The wall-hugging Robot, Finite State Machines

The wall-hugging robot:

Program a toy robot to follow a wall. The figure shown below describes the assumptions. In a simplified version of ‘turtle geometry’, the robot’s world is a grid; any square is either free or occupied by the ‘wall’. The robot, shown as a triangle, is positioned on a free square facing in one of four possible directions. The robot consists of two binary sensors: h (‘head’, a touch sensitive bumper) signals whether the square is in front of the robot is free (0) or occupied by the wall (1); r (right)  gives the same  information  for  the square to the right of the robot. Robot is capable of two primitive actions: R turns right by 90° whereas remaining on the same square; F (forward) advances one square in the robot’s present direction.

247_wall hugging robot.jpg
Figure: i) The city wall and ii) the predicate ‘wall to the rear-right’.

The  robot should  be  programmed  to  find  out a  piece  of wall,  then  endlessly cycle all along within the wall, hugging it with right side. The given finite state machine, represented in tabular form, resolves the problem.

Seek: precondition = true, post-condition = ‘wall to the rear-right’

r     h     Actions     Next state
1     -                     Track
-     1     RRR          Track
0     0     F              Seek

Track: precondition = post-condition = ‘wall to the rear-right’

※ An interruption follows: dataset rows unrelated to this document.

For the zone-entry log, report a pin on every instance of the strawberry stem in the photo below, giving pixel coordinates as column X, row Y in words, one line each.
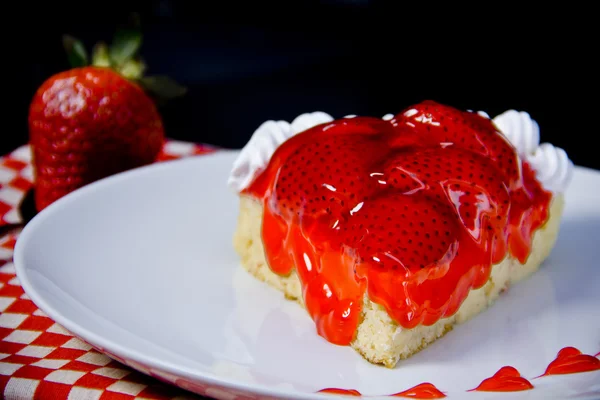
column 100, row 57
column 125, row 46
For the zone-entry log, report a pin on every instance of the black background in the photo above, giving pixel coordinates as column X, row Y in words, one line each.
column 244, row 63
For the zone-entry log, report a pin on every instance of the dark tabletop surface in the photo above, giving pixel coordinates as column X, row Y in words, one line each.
column 247, row 63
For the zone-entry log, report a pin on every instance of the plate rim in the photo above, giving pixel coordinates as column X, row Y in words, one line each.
column 112, row 346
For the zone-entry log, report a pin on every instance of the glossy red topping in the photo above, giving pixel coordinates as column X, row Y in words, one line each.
column 414, row 211
column 507, row 379
column 422, row 391
column 570, row 360
column 345, row 392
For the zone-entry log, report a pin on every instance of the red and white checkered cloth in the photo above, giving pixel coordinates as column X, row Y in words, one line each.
column 39, row 359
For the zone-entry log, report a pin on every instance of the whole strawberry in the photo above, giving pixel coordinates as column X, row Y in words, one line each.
column 94, row 120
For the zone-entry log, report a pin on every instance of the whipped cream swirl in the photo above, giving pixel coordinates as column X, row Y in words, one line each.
column 553, row 167
column 551, row 164
column 255, row 156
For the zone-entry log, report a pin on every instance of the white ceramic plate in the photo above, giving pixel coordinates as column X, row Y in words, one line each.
column 141, row 266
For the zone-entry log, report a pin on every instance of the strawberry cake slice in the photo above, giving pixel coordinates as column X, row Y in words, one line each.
column 390, row 231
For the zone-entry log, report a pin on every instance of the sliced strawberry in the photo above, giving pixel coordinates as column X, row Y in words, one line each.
column 466, row 130
column 401, row 232
column 469, row 182
column 326, row 178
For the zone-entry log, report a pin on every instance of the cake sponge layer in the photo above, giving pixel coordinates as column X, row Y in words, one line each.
column 378, row 338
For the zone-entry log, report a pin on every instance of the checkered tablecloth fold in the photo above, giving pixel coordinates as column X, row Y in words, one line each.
column 39, row 359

r     h     Actions     Next state
0     -     RF            Track
1     0     F             Track
1     1     RRR         Track

The robot begins in state Seek, not knowing anything regarding its position, as stated by the vacuous assertion “precondition = true”. Function of this state is to bring about the post-condition ‘wall to the rear-right’, described in figure above: There is a piece of wall to the right of robot, or diagonally to the rear-right, or both. As long as robot hasn’t sensed any piece of wall (r = 0, h = 0) it moves forward with F. When it senses a wall, either ahead or to the right, it positions itself so as to fulfill the post-condition ‘wall to the rear-right’. With the ‘don’t care’ notation “-” we follow the design principle ‘specify behavior just as far as required’ and make the robot non-deterministic.

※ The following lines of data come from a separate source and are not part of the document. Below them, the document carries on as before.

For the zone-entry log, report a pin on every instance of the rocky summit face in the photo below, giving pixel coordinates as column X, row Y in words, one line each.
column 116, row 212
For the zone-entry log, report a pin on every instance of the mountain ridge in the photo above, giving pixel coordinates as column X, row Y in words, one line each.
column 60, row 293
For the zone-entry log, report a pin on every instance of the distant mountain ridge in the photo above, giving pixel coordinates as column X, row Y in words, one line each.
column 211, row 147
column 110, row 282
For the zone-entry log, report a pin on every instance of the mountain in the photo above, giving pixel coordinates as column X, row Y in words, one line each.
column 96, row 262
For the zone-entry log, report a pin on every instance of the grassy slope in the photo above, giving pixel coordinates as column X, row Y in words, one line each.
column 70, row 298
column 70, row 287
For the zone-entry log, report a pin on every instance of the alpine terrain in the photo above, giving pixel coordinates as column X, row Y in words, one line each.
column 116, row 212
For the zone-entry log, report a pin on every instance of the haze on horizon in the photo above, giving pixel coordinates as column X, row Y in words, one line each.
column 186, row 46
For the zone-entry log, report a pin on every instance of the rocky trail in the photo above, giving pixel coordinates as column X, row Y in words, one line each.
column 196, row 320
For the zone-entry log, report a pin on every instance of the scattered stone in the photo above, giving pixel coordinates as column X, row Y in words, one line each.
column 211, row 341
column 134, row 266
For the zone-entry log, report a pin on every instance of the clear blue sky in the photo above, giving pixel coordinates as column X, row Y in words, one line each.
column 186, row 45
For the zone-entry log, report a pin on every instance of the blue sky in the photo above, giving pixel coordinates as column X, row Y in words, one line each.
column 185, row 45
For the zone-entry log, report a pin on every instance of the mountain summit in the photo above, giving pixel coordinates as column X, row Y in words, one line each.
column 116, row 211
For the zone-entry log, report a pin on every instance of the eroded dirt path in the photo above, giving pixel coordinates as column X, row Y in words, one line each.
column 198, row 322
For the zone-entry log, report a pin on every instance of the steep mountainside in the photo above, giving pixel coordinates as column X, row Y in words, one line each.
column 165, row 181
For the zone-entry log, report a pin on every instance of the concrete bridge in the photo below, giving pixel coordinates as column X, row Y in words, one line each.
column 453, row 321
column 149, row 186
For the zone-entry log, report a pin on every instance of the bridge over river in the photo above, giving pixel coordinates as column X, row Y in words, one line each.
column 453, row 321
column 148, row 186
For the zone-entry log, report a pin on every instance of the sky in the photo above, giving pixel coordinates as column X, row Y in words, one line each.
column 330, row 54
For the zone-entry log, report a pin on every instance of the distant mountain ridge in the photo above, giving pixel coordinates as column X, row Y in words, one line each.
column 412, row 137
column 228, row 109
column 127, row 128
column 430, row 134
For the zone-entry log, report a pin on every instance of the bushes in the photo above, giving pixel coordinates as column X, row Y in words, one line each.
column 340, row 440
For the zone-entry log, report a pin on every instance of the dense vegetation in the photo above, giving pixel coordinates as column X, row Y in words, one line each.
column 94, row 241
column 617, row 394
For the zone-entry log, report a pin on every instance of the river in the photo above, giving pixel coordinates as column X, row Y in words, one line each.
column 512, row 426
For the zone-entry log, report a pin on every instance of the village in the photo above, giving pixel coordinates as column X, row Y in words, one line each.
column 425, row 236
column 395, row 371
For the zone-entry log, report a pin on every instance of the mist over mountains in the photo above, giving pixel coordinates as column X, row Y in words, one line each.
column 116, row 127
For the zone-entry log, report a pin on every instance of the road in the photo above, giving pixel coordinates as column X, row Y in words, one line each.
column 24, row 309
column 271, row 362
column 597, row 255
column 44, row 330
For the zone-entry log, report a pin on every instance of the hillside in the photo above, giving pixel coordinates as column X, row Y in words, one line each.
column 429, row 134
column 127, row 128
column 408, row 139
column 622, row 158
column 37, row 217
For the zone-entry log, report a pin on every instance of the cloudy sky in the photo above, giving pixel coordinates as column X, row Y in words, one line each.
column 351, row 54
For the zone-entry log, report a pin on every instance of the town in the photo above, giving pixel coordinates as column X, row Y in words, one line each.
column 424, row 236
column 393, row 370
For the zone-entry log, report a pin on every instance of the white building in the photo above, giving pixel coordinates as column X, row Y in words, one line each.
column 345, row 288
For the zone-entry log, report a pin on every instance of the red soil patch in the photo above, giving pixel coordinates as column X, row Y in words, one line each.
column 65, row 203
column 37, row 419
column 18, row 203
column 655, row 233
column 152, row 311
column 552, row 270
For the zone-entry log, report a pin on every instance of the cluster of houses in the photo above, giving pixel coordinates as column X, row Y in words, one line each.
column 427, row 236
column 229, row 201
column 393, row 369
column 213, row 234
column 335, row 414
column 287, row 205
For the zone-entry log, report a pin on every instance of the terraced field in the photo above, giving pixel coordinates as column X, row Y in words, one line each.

The mathematically inclined reader might find it instructive to confirm the program correct by checking that the state Track maintains the invariant ‘wall to the rear-right’, and that, in each and every transition, the robot progresses in his march all along the wall. Here we just point out how some basic ideas of the theory of computation, of algorithms and programs can be described in a simple, playful setting whose rules are rapidly understood.